Vacancy defect in bulk and at (10$\overline{1}$0) surface of GaN: A combined first-principles theoretical and experimental analysis

TL;DR

This study combines first-principles calculations and experimental evidence to analyze native point defects in GaN, revealing that nitrogen vacancies are energetically favored and significantly influence its electronic and conductive properties.

Contribution

It provides a comprehensive atomic and electronic structure analysis of vacancies in GaN using DFT and correlates findings with experimental spectroscopy and conductivity measurements.

Findings

N-vacancies have lower formation energy than Ga-vacancies.

N-vacancies cause metallic behavior in GaN nanostructures.
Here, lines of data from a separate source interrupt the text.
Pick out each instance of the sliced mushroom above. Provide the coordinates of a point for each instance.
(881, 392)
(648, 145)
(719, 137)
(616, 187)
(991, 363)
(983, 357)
Clustering of vacancies enhances electrical conductivity.

Abstract

We determine atomic and electronic structure, formation energy, stability and magnetic properties of native point defects, such as Gallium (Ga) and Nitrogen (N) vacancies in bulk and at non-polar (10$\overline{1}$0) surface of wurtzite Gallium Nitride (\textit w-GaN) using, first-principles calculations based on Density Functional Theory (DFT). Under both Ga-rich and N-rich conditions, formation energy of N-vacancies is significantly lower than that of Ga-vacancies in bulk and at (10$\overline{1}$0) surface. Experimental evidence of the presence of N-vacancies was noted from electron energy loss spectroscopy measurements which further correlated with the high electrical conductivity observed in GaN nanowall network. We find that the Fermi level pins at 0.35 $\pm$0.02 eV below Ga derived surface state. Presence of atomic steps in the nanostructure due to formation of N-vacancies at the (10$\overline{1}$0) surface makes its electronic structure metallic. Clustering of N-vacancies and Ga-Ga metallic bond formation near these vacancies, is seen to be another source of electrical conductivity of faceted GaN nanostructure that is observed experimentally.